Mergers with Dominant Firms: The Lundbeck Case

Herbert Hovenkamp, Dec 13, 2011

In Lundbeck the Eighth Circuit affirmed a district court’s decision approving a merger of the only two drugs authorized to treat a rare but serious heart condition in infants. When the acquisition occurred Lundbeck owned a patented drug called Indocin IV, which at the time was the only drug approved by the FDA to treat this condition. It then acquired the rights to NeoProfen, a drug that had been developed but was still awaiting FDA approval.  The two drugs were not bioequivalents, and had different ingredients and side effects. When approval was granted Lundbeck introduced the new drug at a price some 1300 percent higher than the price of its older drug Indocin IV, and also raised the price of Indocin IV to about the same level.

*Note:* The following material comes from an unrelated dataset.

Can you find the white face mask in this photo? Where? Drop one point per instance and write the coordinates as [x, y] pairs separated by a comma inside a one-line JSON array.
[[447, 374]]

Generic alternatives to Indocin IV became available in 2010, but until that time Lundbeck owned all approved drugs for treating this condition.  Prior to the acquisition Merck, the former owner of Indocin IV, had charged $77.77 per treatment. After it owned both drugs Lundbeck raised the price of Indocin IV to $1614.44 and the price of NeoProfen was set at $1450 per treatment, eventually rising to $1522.50. Prior to its approval, the price of NeoProfen had been forecast at roughly $450 to $500 per treatment; however, this was in an environment in which the price of Indocin IV was under $80.